Представившаяся нашим взорам комната была невелика, зато до
самого потолка наполнена различными приспособлениями. Со стен свисали кандалы и
наручники с пятнами засохшей крови. Мы протиснулись мимо скамей неизвестного
мне назначения, с целой системой ремней и зажимов, потемневших от
неоднократного использования. Колесо? Я даже не хотела задумываться, для чего
оно используется.
Услышанные издали удары, как оказалось, производил кнут,
бьющий по паре людей, привязанных к металлическому шесту. Объекты порки были
повернуты спинами к мучителю, и при каждом взмахе кнута бились лбами о шест.
Судя по их виду, они вряд ли наслаждались этим процессом.
Мастер кнута прервал размеренное стаккато ударов и взглянул
на нас. Судя по его ауре, это был вампир в возрасте около двух сотен лет.
— Кого ты мне привела, Присцилла?
Неподалеку на кушетке развалился еще один вампир. Он пил из
шеи женщины, без сознания лежавшей у него на коленях.

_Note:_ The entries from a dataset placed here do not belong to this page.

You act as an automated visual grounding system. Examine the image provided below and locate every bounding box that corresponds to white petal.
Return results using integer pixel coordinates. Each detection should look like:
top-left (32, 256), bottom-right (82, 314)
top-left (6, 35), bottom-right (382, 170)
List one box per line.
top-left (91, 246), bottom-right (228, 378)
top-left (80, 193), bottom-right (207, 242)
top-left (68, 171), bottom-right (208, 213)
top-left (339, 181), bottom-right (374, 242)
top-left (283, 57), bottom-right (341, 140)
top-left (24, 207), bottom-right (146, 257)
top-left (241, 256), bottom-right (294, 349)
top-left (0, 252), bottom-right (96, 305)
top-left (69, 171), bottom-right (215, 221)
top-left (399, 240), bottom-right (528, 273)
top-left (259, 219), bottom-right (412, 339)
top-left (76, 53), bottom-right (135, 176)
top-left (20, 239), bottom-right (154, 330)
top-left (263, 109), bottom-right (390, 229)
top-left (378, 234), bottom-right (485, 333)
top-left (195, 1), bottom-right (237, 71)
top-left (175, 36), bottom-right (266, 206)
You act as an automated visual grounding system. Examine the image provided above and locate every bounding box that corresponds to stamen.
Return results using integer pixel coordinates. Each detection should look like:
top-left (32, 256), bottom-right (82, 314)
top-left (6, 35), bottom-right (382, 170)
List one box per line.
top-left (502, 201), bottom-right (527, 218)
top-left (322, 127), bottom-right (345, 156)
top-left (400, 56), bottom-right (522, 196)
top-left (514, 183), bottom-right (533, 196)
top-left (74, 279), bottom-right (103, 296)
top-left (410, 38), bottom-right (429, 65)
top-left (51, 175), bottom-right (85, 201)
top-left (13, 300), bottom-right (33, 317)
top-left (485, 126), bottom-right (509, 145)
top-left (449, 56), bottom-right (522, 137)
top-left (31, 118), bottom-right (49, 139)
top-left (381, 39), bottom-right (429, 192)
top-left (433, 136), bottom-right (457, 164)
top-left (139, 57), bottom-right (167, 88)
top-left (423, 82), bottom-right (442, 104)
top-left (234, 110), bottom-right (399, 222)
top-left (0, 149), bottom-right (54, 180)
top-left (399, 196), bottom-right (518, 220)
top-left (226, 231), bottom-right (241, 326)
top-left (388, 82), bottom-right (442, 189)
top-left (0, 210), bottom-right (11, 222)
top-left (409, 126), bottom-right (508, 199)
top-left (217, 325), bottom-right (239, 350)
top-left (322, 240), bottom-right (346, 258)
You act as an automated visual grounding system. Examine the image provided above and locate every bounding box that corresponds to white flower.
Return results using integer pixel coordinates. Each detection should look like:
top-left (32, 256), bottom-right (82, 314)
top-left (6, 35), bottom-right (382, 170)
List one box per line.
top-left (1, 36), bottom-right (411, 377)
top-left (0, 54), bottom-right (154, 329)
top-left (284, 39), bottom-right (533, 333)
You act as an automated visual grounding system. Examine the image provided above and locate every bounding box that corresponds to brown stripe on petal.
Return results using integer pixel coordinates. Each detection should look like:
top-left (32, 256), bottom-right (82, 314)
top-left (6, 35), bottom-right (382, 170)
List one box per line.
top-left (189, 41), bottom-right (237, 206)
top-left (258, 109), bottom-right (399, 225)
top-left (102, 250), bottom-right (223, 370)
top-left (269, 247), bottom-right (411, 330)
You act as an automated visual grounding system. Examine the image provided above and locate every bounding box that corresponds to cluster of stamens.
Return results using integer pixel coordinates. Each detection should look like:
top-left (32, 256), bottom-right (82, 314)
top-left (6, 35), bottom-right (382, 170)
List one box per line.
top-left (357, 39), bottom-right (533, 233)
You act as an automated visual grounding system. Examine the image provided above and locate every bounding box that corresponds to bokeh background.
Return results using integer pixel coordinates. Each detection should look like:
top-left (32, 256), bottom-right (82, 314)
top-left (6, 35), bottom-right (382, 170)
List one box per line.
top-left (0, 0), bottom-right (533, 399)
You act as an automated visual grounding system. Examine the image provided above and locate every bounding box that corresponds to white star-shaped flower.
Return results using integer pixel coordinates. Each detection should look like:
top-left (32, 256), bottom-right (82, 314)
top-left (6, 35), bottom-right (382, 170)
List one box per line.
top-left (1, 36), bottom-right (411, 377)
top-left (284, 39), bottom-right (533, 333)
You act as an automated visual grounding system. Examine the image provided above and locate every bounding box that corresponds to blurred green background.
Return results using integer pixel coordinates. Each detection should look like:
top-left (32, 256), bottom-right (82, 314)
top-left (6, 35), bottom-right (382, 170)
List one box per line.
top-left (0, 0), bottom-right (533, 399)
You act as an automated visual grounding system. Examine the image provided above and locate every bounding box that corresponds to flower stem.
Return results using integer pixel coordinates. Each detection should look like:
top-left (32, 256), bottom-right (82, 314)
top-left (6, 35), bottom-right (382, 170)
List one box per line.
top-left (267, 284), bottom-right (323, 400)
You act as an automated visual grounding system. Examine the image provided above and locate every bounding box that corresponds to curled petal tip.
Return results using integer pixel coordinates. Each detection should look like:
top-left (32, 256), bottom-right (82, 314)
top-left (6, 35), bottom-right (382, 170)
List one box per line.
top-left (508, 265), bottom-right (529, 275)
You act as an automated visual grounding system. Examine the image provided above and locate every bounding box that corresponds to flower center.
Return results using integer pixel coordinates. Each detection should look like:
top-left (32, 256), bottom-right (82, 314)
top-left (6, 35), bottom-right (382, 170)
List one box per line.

— Гостей, Анри, — ответила Присцилла.
Он остановил на мне взгляд своих темных, как вишни, глаз.
— Я возьму ее. С удовольствием оставлю свои отметины на
ее безупречной коже. — Затем он обратил внимание на Кости. — Твое
лицо мне знакомо. Мы встречались?
Кости холодно улыбнулся:
— Мы не были представлены официально, но сталкивались в
Лондоне, кажется, в тысяча восемьсот девяностом году, когда я разыскивал парня
по имени Ренард. Вспоминаешь? Я забрал его голову, а тебе оставил все
остальное.
Анри опустил кнут. По его глазам было видно — вспомнил и
узнал. Потом он кинул злобный взгляд на Присциллу.